Lorsque tout espoir de participer aux séries éliminatoires s'est éteint pour de bon vendredi soir pour le Canadien, les perspectives de voir grimper le chiffre d'affaires durant les semaines à venir ont aussi été minées chez les propriétaires de restaurants et bars sportifs de Montréal.

Mis à jour le 7 avr. 2019
MARISSA GROGUHÉ LA PRESSE

Au bar MVP, rue Sainte-Catherine, l'ambiance était à plat, samedi soir. Même chose à La Station des Sports, non loin.

« Une soirée comme [celle d'hier], un samedi de match, ça devrait être plein, et on n'est même pas à la moitié [de la fréquentation habituelle]. » - Javier León, gérant de la succursale La Station des Sports

Pour les propriétaires de bars et de restaurants qui diffusent les matchs de l'équipe, ne pouvoir compter sur les séries, c'est devoir se priver d'une affluence sans équivalent. 

Selon que le Canadien de Montréal participe à la grande danse du printemps ou qu'il échoue à se hisser parmi les 16 qualifiés, le chiffre d'affaires diminue « facilement » de moitié, témoigne M. León, dont le chiffre d'affaires, qui passe de « bon à très bon » lorsqu'il y a un match en saison régulière, devient encore meilleur durant les séries. 

Les plus gros acteurs subsistent 

Du côté du centre-ville, toutefois, l'excitation restait palpable. En se promenant aux alentours du Centre Bell samedi, on n'aurait pas cru que le Canadien jouait son dernier match et qu'il venait de voir disparaître sa dernière lueur d'espoir d'être de la course à la Coupe Stanley.

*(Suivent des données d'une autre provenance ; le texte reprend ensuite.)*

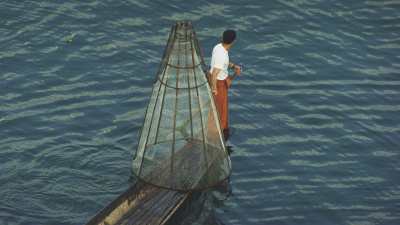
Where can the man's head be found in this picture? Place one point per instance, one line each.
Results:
(228, 37)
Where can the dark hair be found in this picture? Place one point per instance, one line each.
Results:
(228, 36)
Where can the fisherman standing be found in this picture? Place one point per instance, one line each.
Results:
(220, 80)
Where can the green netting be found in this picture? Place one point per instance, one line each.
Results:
(181, 145)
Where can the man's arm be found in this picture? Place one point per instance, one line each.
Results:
(214, 80)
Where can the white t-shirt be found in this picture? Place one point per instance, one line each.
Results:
(220, 60)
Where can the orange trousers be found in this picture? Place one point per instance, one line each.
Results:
(221, 102)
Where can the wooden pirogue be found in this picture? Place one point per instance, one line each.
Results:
(181, 149)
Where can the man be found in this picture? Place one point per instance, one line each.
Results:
(220, 80)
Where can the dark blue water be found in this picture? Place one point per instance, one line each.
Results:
(316, 113)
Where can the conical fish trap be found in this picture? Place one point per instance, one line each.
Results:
(181, 145)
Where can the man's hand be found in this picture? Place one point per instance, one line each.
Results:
(228, 82)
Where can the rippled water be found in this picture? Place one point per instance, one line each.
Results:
(315, 114)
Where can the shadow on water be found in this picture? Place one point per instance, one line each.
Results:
(200, 208)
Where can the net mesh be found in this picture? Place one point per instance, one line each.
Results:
(181, 145)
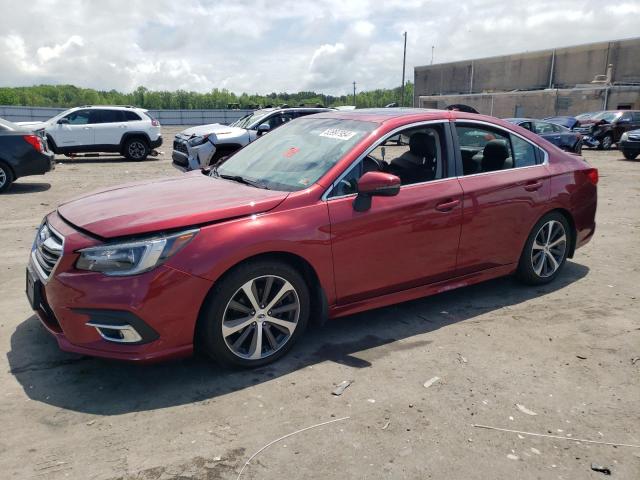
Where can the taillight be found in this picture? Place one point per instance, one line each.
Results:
(592, 175)
(35, 141)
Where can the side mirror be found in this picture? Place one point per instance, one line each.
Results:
(375, 184)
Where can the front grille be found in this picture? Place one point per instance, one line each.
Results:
(180, 146)
(47, 250)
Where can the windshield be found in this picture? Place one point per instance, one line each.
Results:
(252, 119)
(7, 125)
(607, 116)
(297, 154)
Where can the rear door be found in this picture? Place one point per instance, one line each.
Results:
(503, 196)
(109, 126)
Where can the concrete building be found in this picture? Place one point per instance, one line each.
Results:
(561, 81)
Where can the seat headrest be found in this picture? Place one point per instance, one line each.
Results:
(422, 145)
(494, 155)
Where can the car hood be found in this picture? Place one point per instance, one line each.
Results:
(158, 205)
(216, 128)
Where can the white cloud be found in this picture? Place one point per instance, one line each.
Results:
(263, 46)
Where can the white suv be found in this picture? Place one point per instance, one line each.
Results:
(199, 147)
(130, 131)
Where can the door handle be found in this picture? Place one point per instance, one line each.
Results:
(533, 185)
(447, 205)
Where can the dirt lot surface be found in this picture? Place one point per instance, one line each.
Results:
(569, 352)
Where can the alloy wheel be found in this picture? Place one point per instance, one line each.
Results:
(548, 249)
(261, 317)
(136, 150)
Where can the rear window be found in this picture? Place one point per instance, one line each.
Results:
(131, 116)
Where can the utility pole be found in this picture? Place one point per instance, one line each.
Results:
(404, 62)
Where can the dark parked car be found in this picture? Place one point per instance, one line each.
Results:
(329, 215)
(607, 127)
(22, 153)
(629, 144)
(557, 134)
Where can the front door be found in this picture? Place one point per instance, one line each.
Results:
(78, 131)
(403, 241)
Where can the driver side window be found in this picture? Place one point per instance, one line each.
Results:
(415, 155)
(79, 117)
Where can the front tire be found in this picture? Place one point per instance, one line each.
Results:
(255, 315)
(546, 250)
(6, 177)
(135, 149)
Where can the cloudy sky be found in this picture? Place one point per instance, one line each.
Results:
(262, 46)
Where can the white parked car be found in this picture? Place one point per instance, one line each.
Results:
(201, 146)
(126, 130)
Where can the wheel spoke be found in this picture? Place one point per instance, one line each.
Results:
(553, 262)
(270, 338)
(286, 324)
(267, 290)
(230, 327)
(281, 293)
(243, 336)
(285, 308)
(536, 245)
(549, 230)
(539, 263)
(255, 350)
(250, 291)
(237, 306)
(561, 239)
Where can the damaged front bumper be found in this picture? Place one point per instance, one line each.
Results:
(188, 155)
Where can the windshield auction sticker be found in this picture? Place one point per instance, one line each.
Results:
(338, 134)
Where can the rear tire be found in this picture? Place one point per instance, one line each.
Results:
(136, 149)
(6, 177)
(255, 315)
(546, 250)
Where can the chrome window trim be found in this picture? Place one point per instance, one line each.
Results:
(325, 195)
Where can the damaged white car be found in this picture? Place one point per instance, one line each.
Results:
(198, 147)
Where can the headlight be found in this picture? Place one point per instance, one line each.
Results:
(131, 258)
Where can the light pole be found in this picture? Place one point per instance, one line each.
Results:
(404, 61)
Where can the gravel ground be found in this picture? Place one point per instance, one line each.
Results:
(569, 352)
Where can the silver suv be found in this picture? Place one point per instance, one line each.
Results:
(199, 147)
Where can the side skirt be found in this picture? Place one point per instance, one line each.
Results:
(422, 291)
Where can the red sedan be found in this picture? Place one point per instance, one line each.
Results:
(327, 216)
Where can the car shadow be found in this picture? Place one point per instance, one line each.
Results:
(20, 188)
(103, 387)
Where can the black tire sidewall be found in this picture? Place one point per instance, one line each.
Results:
(129, 141)
(9, 177)
(209, 334)
(525, 270)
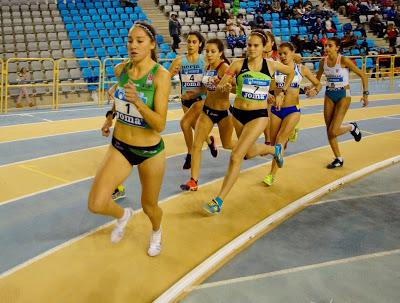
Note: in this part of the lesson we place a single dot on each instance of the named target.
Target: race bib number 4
(192, 79)
(255, 89)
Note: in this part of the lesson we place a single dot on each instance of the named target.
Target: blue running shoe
(213, 207)
(278, 155)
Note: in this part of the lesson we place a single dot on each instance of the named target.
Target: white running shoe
(118, 231)
(155, 243)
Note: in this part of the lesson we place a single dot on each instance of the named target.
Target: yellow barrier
(1, 84)
(44, 84)
(105, 81)
(60, 84)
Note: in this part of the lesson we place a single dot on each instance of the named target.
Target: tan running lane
(93, 270)
(41, 129)
(47, 172)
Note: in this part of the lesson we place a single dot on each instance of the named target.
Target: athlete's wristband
(110, 112)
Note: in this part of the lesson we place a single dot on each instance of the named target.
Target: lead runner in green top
(254, 75)
(140, 105)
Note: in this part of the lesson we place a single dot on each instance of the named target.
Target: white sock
(125, 215)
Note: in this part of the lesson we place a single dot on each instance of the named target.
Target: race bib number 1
(255, 89)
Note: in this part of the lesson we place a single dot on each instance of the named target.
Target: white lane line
(211, 262)
(357, 197)
(70, 242)
(296, 269)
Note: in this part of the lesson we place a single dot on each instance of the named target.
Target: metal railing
(70, 82)
(378, 66)
(44, 83)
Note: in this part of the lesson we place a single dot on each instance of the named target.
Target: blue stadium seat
(79, 26)
(275, 24)
(107, 42)
(92, 12)
(103, 33)
(109, 25)
(69, 27)
(303, 30)
(115, 17)
(83, 35)
(101, 52)
(114, 33)
(86, 19)
(275, 16)
(119, 24)
(123, 32)
(67, 19)
(99, 25)
(112, 51)
(90, 53)
(284, 23)
(76, 44)
(285, 31)
(73, 35)
(89, 26)
(86, 43)
(83, 64)
(276, 31)
(123, 51)
(79, 53)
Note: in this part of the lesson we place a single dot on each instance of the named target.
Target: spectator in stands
(392, 32)
(298, 42)
(361, 28)
(317, 27)
(202, 8)
(286, 12)
(174, 32)
(276, 6)
(329, 26)
(299, 11)
(231, 25)
(377, 26)
(258, 21)
(22, 78)
(323, 40)
(349, 40)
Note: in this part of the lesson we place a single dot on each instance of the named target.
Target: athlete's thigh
(249, 135)
(225, 127)
(340, 111)
(151, 174)
(113, 171)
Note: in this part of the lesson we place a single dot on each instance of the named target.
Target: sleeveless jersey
(281, 78)
(337, 76)
(210, 76)
(191, 74)
(251, 85)
(126, 111)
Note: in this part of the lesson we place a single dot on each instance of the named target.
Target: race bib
(126, 111)
(208, 80)
(192, 78)
(255, 89)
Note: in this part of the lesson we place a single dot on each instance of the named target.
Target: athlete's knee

Des dizaines de personnes faisaient la file devant le restaurant La Cage de l'amphithéâtre, plein à craquer, et le spectacle était le même dans la plupart des bars des alentours. 

Mais dès aujourd'hui, le Canadien tombe en vacances, et ce dernier élan de ferveur s'évanouira même au centre-ville.

Jean Bédard, président et chef de la direction du Groupe SPORTSCENE, exploitant de La Cage, prévoit que c'est « surtout la Cage du Centre Bell [qui] sera très affectée, sans matchs ».

Toutefois, au sein de cette grande chaîne de restaurants, la clientèle continue d'affluer la fin de semaine, séries ou pas, dans la plupart des établissements.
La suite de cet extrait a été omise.